Reconstruction of scalar functions and vector fields from weighted V-line transforms with swinging branches
Gaik Ambartsoumian, Rohit Kumar Mishra, Indrani Zamindar
TL;DR
The article develops a unified framework for reconstructing scalar functions and vector fields from weighted V-line transforms with swinging branches in the plane, allowing vertex locations inside the support and without restricting branch directions or weights. It provides kernel descriptions and inversion formulas for diverse regimes: divergent-beam limits ($\alpha=0$), general scalar V-lines ($\alpha\neq0$), and vector V-lines at $\alpha=1$, as well as mixed cases with first moments. Key contributions include transport-equation based inversion for scalars, explicit kernel characterizations for vector data, and Poisson-system based reconstructions for vector fields, with explicit procedures for constant-branch settings and extensions to integral moments.
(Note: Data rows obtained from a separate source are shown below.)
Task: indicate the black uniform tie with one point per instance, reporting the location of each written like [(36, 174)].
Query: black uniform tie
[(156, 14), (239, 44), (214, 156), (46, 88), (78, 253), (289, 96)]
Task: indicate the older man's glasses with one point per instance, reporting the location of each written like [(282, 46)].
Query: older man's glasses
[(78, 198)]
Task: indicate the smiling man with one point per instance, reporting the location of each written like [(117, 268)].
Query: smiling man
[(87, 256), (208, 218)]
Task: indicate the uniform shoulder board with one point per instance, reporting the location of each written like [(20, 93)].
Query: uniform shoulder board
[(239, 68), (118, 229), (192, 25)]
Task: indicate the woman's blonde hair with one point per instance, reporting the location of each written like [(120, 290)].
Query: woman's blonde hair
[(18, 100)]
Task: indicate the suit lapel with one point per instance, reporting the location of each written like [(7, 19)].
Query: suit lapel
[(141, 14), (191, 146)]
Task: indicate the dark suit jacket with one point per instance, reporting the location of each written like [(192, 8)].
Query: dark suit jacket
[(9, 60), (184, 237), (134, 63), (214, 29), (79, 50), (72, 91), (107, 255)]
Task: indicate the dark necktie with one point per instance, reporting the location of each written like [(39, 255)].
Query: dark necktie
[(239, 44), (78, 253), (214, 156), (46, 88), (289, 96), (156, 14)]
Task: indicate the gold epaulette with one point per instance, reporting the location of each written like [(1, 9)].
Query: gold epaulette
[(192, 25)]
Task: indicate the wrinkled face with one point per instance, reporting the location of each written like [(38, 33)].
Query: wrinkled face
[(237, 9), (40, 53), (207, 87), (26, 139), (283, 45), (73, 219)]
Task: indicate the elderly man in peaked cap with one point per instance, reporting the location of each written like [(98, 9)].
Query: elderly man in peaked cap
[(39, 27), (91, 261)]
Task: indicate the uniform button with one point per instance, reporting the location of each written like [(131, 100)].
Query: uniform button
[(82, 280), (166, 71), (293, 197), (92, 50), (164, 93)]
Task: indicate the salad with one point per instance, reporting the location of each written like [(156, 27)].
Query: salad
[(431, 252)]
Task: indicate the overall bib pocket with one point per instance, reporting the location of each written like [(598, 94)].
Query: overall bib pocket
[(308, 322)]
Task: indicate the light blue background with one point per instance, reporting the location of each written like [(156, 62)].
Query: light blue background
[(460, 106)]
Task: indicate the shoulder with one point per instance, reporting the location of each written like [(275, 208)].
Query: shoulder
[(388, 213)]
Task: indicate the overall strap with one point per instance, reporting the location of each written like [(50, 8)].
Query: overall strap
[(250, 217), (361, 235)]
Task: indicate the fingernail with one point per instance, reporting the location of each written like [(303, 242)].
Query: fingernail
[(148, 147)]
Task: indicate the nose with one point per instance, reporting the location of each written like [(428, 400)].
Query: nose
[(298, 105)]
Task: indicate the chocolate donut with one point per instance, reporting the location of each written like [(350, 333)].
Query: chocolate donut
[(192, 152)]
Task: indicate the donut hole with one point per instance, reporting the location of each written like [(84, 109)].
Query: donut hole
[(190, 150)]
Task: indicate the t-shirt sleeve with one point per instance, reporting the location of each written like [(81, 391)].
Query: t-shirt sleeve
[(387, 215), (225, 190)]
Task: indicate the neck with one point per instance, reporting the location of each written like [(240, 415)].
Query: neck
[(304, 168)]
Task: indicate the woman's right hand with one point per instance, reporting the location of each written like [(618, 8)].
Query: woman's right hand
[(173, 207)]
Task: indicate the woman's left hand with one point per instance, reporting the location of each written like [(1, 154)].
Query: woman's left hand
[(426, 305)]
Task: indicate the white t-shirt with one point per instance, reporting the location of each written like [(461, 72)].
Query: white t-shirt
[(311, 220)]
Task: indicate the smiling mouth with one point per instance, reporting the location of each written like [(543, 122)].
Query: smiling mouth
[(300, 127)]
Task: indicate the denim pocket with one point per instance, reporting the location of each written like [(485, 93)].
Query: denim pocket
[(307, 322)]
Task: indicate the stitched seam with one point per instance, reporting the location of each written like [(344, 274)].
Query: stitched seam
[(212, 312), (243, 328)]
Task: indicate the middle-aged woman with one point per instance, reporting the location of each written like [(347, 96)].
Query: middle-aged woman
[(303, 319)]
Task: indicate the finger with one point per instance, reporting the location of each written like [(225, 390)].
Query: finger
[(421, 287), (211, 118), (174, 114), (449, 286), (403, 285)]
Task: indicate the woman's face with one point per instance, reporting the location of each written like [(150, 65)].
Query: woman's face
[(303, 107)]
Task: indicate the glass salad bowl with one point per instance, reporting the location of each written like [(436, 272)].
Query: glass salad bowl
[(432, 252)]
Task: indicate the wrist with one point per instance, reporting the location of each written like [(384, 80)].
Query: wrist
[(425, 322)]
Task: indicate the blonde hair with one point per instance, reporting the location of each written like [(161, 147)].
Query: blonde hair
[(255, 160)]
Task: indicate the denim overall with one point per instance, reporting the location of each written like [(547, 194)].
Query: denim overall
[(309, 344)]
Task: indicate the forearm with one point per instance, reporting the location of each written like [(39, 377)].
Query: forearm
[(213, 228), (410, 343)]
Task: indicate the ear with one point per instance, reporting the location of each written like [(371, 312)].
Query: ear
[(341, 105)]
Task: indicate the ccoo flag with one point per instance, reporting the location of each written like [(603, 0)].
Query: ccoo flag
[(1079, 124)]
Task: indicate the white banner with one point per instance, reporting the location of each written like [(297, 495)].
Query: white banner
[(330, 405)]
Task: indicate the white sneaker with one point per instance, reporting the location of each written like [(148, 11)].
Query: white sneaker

The results generalize several prior findings in the literature and lay groundwork for numerical algorithms and higher-dimensional tensor extensions, with open questions on non-constant branches and practical implementation. The work has potential impact on single-scattering tomography and related imaging modalities by enabling robust recovery under more realistic, flexible data-collection geometries.
Abstract
Weighted V-line transforms map a symmetric tensor field of order $m\ge0$ to a linear combination of certain integrals of those fields along two rays emanating from the same vertex. A significant focus of current research in integral geometry centers on the inversion of V-line transforms in formally determined setups. Of particular interest are the restrictions of these operators in which the vertices of integration trajectories can be anywhere inside the support of the field, while the directions of the pair of rays, often called branches of the V-line, are determined by the vertex location. Such transforms have been thoroughly investigated when the branch directions are either constant or radial. In addition to that, in most of the prior research on this subject, it was assumed that the weights of integration along each branch are the same. In this paper we analyze the transforms defined on scalar functions and vector fields, satisfying a much weaker assumption on the branch directions. The weights restriction is also lifted in all but one setup. Consequently, we extend multiple previously known results on the kernel description, injectivity, and inversion of the transforms with simplifying assumptions and prove pertinent statements for more general setups not studied before.